The study points to changing precipitation patterns and warming climates as key drivers expanding the geographical range and extending the activity periods of vectors. This phenomenon is resulting in a notable increase in vector-borne diseases, with conditions traditionally confined to warmer months, like those caused by ticks (e.g., babesiosis and Lyme disease), now manifesting in colder seasons and spreading to new regions.

“We’re seeing cases of tick-borne diseases in January and February. The tick season is starting earlier and with more active ticks in a wider range. This means that the number of tick bites is going up and with it, the tick-borne diseases,” said lead author Matthew Phillips, an infectious diseases fellow at Massachusetts General Hospital and Harvard Medical School.

According to Phillips, another major threat is posed by malaria. “As an infectious disease clinician, one of the scariest things that happened last summer was the locally acquired cases of malaria. We saw cases in Texas and Florida and then all the way north in Maryland, which was really surprising. They happened to people who didn’t travel outside the U.S.”

Shifting patterns of zoonotic diseases
Furthermore, the research underscores the shifting patterns of zoonotic diseases, like the plague and hantavirus, which are borne by rodents. Changes in animal migration patterns and habitat encroachments are bringing wild animals – and the diseases they carry – closer to human populations, increasing the risk of cross-species disease transmission.

Newly emerging fungal pathogens, such as Candida auris (C. auris), and the geographical spread of other fungal diseases like Coccidioides (or Valley fever) emphasize the unpredictable and dynamic nature of infectious diseases in the context of climate change.

Spread of waterborne diseases
Adjustments in rainfall patterns and coastal water temperatures, coupled with rising sea levels and more frequent coastal flooding events, are similarly influencing the spread of waterborne diseases, such as those caused by E. coli and Vibrio, presenting additional challenges for public health.

“[These infectious diseases] can spring up and cause absolute chaos for the whole world and then we kind of forget about them for a while. Yet, the epidemic and pandemic potential of infections really mandates that we stay involved with federal funding agencies and advisory groups to make sure that infectious diseases don’t slip back too far on the public’s radar.”

Stronger infectious disease surveillance systems
Thus, the researchers advocate for stronger infectious disease surveillance systems, while urging medical educators to train clinicians to anticipate and more reliably identify the changes in infectious disease patterns.

“It’s not a hopeless situation.

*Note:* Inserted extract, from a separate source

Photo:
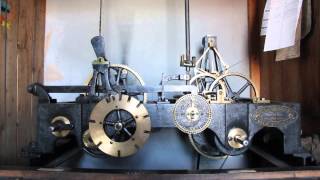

There are distinct steps that we can take to prepare for and help deal with these changes. Clinicians see first-hand the impact of climate change on people’s health. As such, they have a role in advocating for policies that can slow climate change,” Phillips said.

This collaborative effort highlights the urgency of a unified and informed response from the medical community to the challenges posed by climate change, advocating for an integrated approach that spans education, surveillance, and policy advocacy to safeguard public health against the backdrop of a warming planet.

The study was published originally in the Journal or the American Medical Association.